The rapid prototyping techniques include stereolithography, fused deposition modeling, and selective laser sintering. The prototyping technology has been widely used in the industrial area but still has been used less extensively in medical and dental healthcare, mainly due to the limited number of companies providing prototyping services, the cost of this technology, and also the lack of knowledge from health professionals regarding the application of this technology, although this is improving internationally [11]. For the construction of the prefabricated PMMA implant according to the technique presented here, a rapid prototyping model, produced by stereolithography, was used to customize a structure directly from a 3D model. Rapid prototyping has been presented as a technology that favors the direct relationship between the model and the actual anatomy. This allows for surgical simulation and planning as well as preoperative customization of implants, thus reducing surgical time and allowing better communication between the surgical team and the patient [11]. Healthcare specialty areas such as orthopedic surgery, neurosurgery, maxillofacial surgery, and implantology might benefit from this technology when planning treatment of cases of trauma, pathology, and congenital or acquired craniomaxillofacial deformities.

The technique described here combines favorable factors supported by the current literature.

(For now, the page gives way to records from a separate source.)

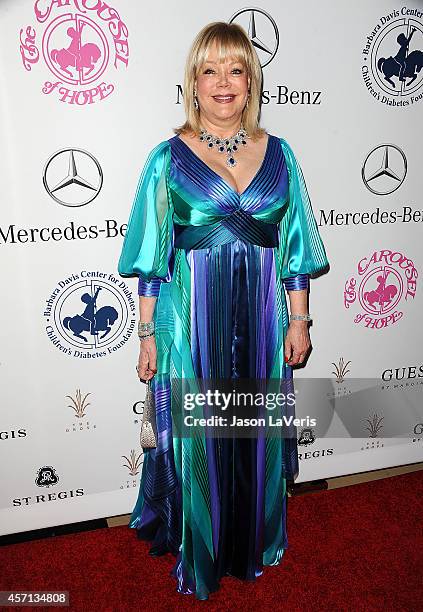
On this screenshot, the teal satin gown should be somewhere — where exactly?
[118,135,328,599]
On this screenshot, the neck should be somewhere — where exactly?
[200,113,241,138]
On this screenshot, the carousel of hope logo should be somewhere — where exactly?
[19,0,129,106]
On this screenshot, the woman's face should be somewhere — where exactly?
[196,44,249,125]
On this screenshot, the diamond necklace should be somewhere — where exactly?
[199,126,248,168]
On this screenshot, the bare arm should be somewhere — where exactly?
[285,289,311,366]
[138,295,157,381]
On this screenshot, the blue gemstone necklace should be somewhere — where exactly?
[199,126,248,168]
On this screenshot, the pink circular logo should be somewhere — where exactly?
[344,249,418,329]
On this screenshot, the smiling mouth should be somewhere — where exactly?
[212,95,235,104]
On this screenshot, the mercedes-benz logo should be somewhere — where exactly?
[361,144,407,195]
[229,8,279,68]
[43,148,103,208]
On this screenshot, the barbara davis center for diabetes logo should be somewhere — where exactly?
[43,270,136,359]
[19,0,129,106]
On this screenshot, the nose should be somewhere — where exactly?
[217,70,229,87]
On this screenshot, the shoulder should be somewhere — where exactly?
[276,136,293,154]
[145,140,170,172]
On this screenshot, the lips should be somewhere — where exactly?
[213,94,235,104]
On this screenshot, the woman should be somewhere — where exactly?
[118,23,328,599]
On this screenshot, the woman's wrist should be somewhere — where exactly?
[138,319,155,340]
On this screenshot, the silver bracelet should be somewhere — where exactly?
[289,314,313,321]
[138,332,155,340]
[138,321,154,332]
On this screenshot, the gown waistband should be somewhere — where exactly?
[174,208,279,251]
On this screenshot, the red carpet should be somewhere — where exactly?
[0,471,423,612]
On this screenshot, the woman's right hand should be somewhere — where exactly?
[138,336,157,381]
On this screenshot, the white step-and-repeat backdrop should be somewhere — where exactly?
[0,0,423,533]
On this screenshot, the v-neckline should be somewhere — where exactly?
[175,134,271,198]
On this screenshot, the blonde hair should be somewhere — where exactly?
[174,21,265,140]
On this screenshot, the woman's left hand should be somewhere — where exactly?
[285,321,311,366]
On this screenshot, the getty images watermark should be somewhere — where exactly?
[183,389,317,427]
[171,377,423,441]
[172,379,317,438]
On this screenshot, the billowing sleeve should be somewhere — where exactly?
[279,138,329,289]
[118,140,173,296]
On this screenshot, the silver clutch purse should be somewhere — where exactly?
[140,380,157,448]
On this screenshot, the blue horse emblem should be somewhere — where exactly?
[63,287,118,342]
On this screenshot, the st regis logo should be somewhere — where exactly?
[344,249,418,329]
[20,0,129,106]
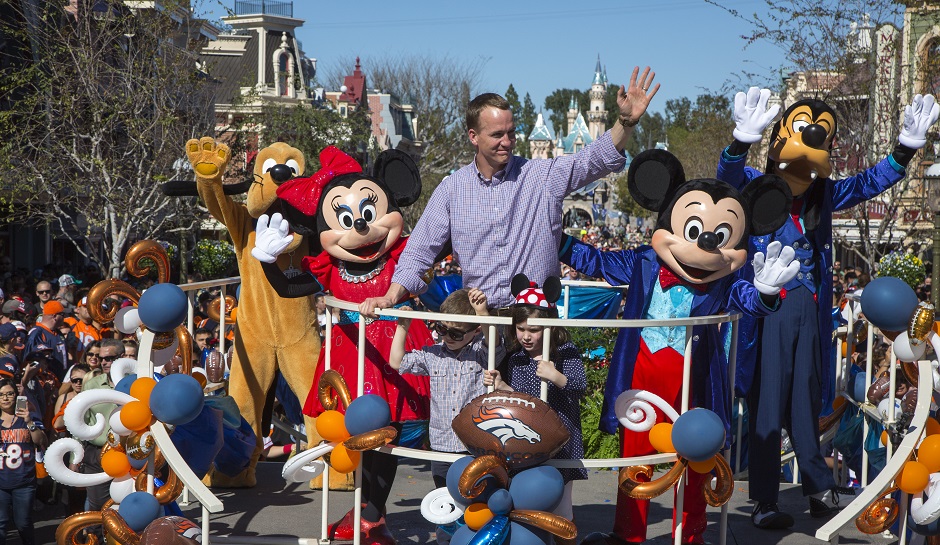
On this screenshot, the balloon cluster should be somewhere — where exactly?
[421,392,578,545]
[614,390,734,507]
[861,276,934,362]
[281,370,398,483]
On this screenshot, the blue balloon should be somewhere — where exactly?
[137,284,189,333]
[850,371,868,403]
[114,373,137,395]
[509,522,549,545]
[672,409,725,462]
[150,373,205,426]
[861,276,918,331]
[118,492,163,533]
[450,526,476,545]
[486,488,512,515]
[509,466,565,511]
[346,394,392,435]
[468,515,509,545]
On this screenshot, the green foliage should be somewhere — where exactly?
[878,252,927,290]
[193,239,235,279]
[570,327,620,458]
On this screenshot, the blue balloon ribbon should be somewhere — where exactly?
[467,515,509,545]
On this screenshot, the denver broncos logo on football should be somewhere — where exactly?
[473,407,542,446]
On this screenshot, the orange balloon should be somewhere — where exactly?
[463,503,493,530]
[689,456,718,474]
[924,416,940,435]
[650,422,676,452]
[131,377,157,405]
[101,449,131,478]
[121,401,153,431]
[917,435,940,473]
[316,411,349,442]
[895,462,930,494]
[330,443,362,473]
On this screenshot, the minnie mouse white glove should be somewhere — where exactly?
[898,95,940,149]
[251,213,294,263]
[733,87,780,144]
[752,240,800,295]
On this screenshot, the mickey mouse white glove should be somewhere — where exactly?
[251,213,294,263]
[733,87,780,144]
[753,240,800,295]
[898,95,940,149]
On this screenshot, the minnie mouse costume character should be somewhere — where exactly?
[561,150,799,543]
[717,87,940,528]
[251,146,433,545]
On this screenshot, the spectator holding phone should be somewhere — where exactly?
[0,379,46,545]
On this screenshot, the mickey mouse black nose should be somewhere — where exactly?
[698,231,718,252]
[268,165,293,184]
[803,123,829,149]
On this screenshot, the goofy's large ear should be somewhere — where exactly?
[741,174,793,236]
[627,149,685,212]
[160,180,251,197]
[372,149,421,206]
[509,273,529,297]
[542,276,561,303]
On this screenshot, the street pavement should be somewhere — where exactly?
[31,460,894,545]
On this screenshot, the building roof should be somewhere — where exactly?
[529,112,555,141]
[562,112,594,155]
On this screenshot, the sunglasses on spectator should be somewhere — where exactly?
[431,322,476,341]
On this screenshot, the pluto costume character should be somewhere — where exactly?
[169,137,352,490]
[561,150,799,545]
[717,87,940,529]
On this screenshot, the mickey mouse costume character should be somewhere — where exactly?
[561,150,799,543]
[718,87,940,528]
[251,146,433,545]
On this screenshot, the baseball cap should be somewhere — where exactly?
[0,323,16,342]
[59,274,82,287]
[0,299,26,316]
[42,298,68,316]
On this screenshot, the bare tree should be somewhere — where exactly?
[0,0,214,276]
[318,56,485,225]
[706,0,926,270]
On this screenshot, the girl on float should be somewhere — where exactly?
[483,274,587,545]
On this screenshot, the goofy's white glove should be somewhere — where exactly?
[753,240,800,295]
[898,95,940,149]
[251,213,294,263]
[732,87,780,144]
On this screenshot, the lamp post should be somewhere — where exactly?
[924,141,940,308]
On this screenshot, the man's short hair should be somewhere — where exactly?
[440,288,477,325]
[467,93,512,130]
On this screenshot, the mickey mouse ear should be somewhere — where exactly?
[542,276,561,303]
[509,273,529,297]
[372,150,421,206]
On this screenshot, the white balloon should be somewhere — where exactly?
[110,473,137,503]
[150,337,180,367]
[114,306,141,335]
[111,358,137,384]
[892,331,927,361]
[43,436,111,486]
[421,486,464,524]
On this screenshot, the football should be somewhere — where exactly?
[452,391,570,469]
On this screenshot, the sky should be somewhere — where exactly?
[203,0,784,129]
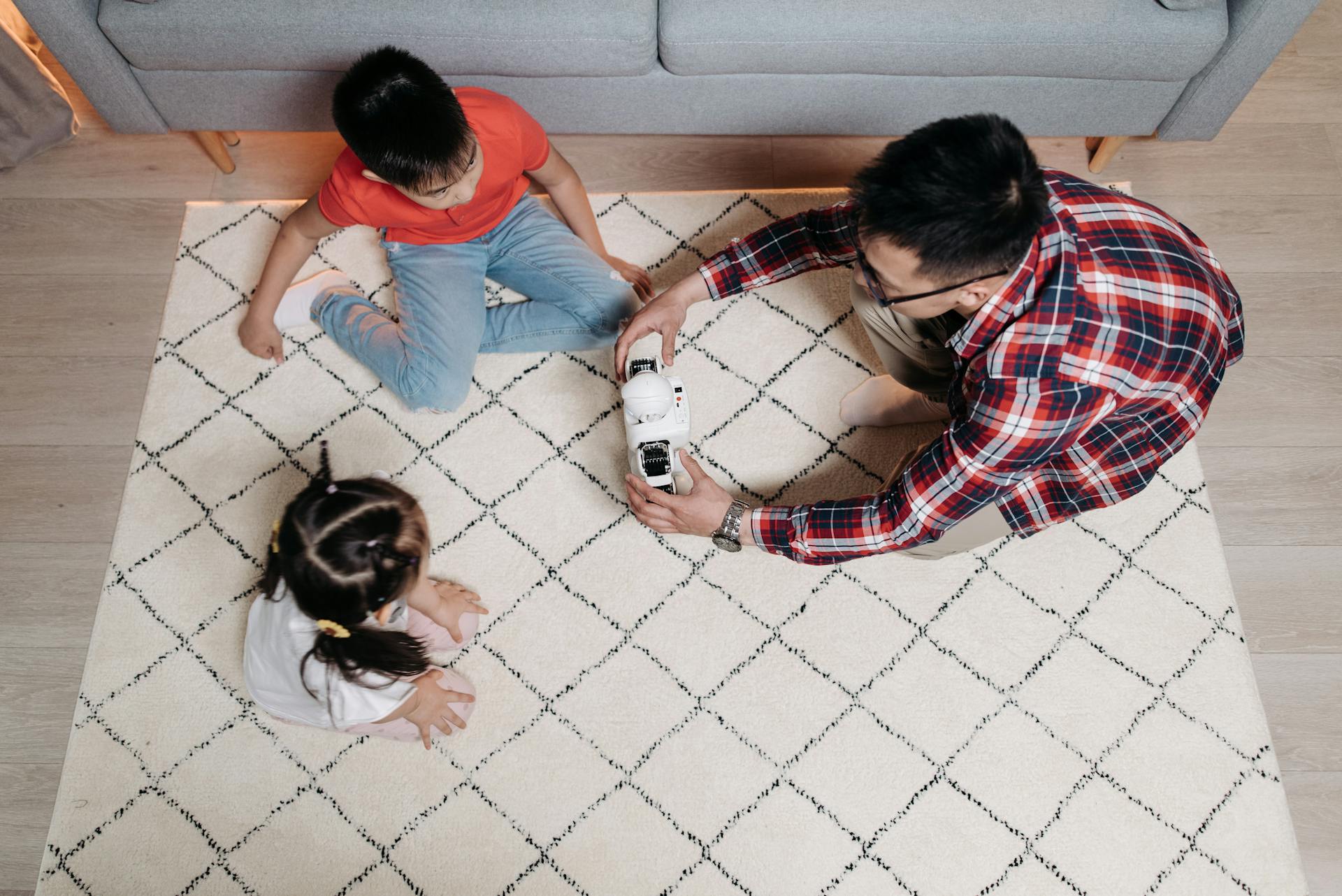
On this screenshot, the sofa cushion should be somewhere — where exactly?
[658,0,1227,80]
[98,0,658,75]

Besides using PMMA which is widely accepted for this reconstructive purpose, the use of a rapid prototyping technique to customize a prefabricated implant without additional financial cost to patients within the Brazilian public health system was only available through a partnership with the CTI, a governmental research unit. This might not reflect public healthcare systems in other countries, which might limit their ability to provide adequate treatment for such complex cases due to financial constraints.

In large craniofacial reconstruction procedures, PMMA implants have proven to be effective, easy to handle, and biocompatible, providing excellent aesthetic and functional results. 3D reconstruction of the defect greatly assists in the diagnosis and surgical planning, allowing surgical time to be decreased. Customized prefabricated PMMA implants manufactured over the rapid prototyping models, such as those described in this study, proved to be effective and feasible. In addition to features inherent to PMMA implants, the feasibility of the technique and the access of this technology through the public health system are unique to this study.

Consent

All patients involved with this case report agreed to have their pictures published and therefore signed an informed consent regarding such exposure.

Conflict of Interests

The authors declare that there is no conflict of interests regarding the publication of this paper.